Financing Through Corporate Bonds

You issue bonds. In other words, you take out a loan while avoiding a trip to the bank or that phone call to your best friend where you spend five minutes asking how they’ve been, whether they’ve been fishing lately, and only then ask if they’d like to enjoy the opportunity of becoming the most important — and sole — investor in your business.

  • Financing without voting-right dilution
  • Collateral is optional
  • Early redemption option

Why Corporate Bonds?

You have a company. You issue bonds. In other words, you take out a loan while avoiding a trip to the bank or that phone call to your best friend where you spend five minutes asking how they’ve been, whether they’ve been fishing lately, and only then ask if they’d like to enjoy the opportunity of becoming the most important — and sole — investor in your business. Bonds spare you those five awkward minutes of silence because the funds come from a group of investors. This means individual risk is lower and your company can raise more capital than a single lender would typically be willing to provide.

Moreover, you do not have to give up control over your equity. In addition, many bonds are unsecured, can be redeemed early at the issuer’s initiative, may be used for any lawful purpose stated in the issuance documents, and tend to have maturities of five years or more. In short, compared to a bank loan, you enjoy significantly greater flexibility. The downside? Interest rates tend to be higher.

Do you want to issue bonds? This can be done through primary public offerings or private placements, both of which are intermediated by an authorized broker or bank. Public offerings require approval of a prospectus by the FSA (Financial Supervisory Authority) and may be open to the general investing public, both domestically and internationally, under certain conditions.

This means that a timeframe of 5–8 months from contract signing to receipt of funds is reasonable, although it largely depends on the complexity of the issuer’s business and the internal resources allocated to the transaction.

Wondering what private bond placements are? Probably not — but you should know that they are still primary offerings, just not open to the general public. So no, your favorite uncle is unlikely to be involved unless he qualifies to be invited.

Offer details are not public and are accessible by invitation only, limited to 149 retail investors or an unlimited number of qualified investors. You and your broker jointly define the criteria for distributing invitations, but you may not advertise the transaction — although we suspect you might already have a choreography prepared for the occasion. You can, however, use it to announce the results after the placement closes.

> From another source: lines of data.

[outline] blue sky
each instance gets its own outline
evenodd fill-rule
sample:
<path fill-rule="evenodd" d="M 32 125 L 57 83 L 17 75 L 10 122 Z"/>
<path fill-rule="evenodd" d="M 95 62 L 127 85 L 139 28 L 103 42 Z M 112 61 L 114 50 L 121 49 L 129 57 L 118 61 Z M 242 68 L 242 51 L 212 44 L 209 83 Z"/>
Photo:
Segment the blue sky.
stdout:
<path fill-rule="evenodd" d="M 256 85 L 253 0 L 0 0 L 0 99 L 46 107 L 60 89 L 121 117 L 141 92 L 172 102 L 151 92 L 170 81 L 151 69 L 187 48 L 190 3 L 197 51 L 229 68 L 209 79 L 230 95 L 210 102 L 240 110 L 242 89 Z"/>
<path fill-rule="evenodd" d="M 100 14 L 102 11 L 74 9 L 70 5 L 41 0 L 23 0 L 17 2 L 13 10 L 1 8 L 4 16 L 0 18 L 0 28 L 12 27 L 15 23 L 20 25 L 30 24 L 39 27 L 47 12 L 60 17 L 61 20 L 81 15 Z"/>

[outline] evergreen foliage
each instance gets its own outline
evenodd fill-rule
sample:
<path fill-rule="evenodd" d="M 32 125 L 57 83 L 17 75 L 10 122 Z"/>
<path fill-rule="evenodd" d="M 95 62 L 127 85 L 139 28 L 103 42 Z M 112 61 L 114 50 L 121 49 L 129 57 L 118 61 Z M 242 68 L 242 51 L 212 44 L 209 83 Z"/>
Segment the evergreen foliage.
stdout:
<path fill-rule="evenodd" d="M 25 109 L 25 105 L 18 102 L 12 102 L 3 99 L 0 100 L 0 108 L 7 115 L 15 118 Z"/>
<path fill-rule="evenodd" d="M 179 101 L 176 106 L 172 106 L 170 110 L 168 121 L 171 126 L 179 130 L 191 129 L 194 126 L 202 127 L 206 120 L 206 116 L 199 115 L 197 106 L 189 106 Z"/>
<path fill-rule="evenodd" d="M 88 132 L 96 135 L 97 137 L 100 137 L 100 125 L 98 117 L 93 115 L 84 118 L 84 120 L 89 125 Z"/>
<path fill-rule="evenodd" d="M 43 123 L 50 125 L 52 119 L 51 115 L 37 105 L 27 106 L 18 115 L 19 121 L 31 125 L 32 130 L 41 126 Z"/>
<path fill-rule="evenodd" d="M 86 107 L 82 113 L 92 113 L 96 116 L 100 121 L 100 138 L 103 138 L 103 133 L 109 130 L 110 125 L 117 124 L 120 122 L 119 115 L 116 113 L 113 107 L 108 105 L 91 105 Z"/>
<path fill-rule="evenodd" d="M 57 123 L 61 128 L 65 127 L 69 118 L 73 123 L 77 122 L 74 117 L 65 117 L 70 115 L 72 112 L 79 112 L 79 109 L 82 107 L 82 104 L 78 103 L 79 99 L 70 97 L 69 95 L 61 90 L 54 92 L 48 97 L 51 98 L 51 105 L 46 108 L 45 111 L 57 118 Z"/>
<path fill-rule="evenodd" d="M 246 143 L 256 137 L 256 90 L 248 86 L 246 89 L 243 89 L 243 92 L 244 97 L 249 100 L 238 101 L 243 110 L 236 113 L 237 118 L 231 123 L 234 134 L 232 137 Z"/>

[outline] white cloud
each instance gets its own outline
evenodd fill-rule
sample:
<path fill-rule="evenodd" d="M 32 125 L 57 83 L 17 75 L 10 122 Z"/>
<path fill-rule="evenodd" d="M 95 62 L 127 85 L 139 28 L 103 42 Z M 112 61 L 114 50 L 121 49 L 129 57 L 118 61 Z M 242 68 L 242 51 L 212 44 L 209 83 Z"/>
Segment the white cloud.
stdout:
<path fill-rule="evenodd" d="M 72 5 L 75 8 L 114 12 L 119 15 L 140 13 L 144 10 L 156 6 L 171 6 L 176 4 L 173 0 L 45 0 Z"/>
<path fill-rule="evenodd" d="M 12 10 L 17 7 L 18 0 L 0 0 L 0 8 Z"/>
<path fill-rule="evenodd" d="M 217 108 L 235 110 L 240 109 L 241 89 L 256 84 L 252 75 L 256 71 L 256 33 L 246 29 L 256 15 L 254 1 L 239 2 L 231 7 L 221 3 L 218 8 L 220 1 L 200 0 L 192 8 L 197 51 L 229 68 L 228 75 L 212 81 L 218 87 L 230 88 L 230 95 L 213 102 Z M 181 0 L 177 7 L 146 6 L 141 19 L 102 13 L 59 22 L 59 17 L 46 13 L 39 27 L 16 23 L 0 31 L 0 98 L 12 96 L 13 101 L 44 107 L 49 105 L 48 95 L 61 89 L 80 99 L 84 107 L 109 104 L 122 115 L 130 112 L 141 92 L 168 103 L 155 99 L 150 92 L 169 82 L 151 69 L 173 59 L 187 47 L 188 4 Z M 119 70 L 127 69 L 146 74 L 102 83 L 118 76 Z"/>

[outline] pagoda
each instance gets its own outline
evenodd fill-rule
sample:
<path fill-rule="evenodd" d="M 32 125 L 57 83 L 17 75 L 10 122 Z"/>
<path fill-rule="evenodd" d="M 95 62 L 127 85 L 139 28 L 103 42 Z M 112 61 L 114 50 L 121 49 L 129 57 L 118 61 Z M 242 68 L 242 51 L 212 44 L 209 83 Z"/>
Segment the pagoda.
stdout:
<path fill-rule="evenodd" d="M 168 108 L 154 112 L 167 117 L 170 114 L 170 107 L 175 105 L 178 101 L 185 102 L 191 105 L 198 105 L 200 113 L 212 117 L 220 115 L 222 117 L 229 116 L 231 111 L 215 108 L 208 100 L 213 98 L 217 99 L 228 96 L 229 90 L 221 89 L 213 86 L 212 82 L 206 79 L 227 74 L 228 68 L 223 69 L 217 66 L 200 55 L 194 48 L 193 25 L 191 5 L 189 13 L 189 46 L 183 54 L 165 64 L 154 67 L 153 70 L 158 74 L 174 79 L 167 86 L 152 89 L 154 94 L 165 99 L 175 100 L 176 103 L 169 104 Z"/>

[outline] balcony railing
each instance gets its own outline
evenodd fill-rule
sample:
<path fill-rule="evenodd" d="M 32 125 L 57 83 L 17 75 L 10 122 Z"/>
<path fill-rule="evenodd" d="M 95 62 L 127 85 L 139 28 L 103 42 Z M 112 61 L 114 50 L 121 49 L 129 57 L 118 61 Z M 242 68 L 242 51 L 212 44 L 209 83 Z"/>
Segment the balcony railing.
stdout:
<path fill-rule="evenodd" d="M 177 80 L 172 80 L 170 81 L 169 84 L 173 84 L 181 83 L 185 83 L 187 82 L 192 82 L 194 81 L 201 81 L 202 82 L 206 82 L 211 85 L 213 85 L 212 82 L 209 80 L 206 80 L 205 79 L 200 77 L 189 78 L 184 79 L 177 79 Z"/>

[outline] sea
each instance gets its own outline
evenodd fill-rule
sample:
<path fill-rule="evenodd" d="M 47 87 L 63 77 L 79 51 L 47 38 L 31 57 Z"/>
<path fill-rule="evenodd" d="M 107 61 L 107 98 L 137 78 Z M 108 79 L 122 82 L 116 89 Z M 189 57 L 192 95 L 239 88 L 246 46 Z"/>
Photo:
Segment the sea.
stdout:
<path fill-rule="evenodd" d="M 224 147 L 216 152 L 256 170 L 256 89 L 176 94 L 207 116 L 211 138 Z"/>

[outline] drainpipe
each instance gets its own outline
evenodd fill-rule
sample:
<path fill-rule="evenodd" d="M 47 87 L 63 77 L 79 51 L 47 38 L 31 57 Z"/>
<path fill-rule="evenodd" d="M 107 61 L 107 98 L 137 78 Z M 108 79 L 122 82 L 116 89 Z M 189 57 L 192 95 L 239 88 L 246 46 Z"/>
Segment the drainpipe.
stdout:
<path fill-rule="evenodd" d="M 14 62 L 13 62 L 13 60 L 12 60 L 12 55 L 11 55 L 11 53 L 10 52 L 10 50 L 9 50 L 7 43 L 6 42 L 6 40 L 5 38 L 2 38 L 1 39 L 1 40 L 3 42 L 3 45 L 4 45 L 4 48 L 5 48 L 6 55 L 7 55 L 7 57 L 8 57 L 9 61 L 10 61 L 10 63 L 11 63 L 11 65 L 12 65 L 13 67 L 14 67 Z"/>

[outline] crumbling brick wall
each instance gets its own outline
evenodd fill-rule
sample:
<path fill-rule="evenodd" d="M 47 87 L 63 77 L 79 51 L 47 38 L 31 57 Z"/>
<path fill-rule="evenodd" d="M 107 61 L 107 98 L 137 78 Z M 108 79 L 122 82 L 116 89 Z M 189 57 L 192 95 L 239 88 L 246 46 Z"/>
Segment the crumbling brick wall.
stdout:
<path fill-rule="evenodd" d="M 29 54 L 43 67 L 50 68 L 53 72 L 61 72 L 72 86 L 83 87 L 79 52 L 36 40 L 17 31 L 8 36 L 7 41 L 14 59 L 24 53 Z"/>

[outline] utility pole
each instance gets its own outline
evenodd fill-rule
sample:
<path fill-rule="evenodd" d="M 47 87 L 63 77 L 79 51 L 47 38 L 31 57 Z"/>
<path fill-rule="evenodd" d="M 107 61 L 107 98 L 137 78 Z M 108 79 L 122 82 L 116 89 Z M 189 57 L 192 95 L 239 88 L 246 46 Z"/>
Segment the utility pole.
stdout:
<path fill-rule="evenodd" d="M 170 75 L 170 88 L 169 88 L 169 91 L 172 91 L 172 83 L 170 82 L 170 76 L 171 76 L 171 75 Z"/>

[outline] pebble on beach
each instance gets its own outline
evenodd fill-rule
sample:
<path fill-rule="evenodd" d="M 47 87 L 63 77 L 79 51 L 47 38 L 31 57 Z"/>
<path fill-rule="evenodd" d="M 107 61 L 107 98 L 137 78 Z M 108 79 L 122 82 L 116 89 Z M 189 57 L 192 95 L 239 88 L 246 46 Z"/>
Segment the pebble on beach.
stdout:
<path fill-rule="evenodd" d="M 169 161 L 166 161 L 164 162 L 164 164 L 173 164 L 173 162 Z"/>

If the company’s operations and organizational structure are not overly complex and sufficient internal resources are allocated, the period from contract signing to receipt of funds can be around 3–4 months.

How Long Does Listing Take?

Whether you choose a public offering or a private placement, investors accessible through Investimental expect the issuer to make a firm listing commitment through the relevant offering documentation. For public offerings, listing usually takes place very quickly — typically within two weeks of the offering’s completion — while for placements the process is longer, usually around three months from completion.

Main Listing Requirements

So, what does your company need in order to be admitted to trading? Depending on the market on which the bonds are listed, it must meet certain requirements. Without diving into excessive detail, this includes a financial reporting history of at least three years, with the most recent one to three annual financial statements audited.

You will also need a Board of Directors consisting of at least three members — or five in certain cases — and your articles of association must include provisions required by the legislation of the market on which the bonds will be listed.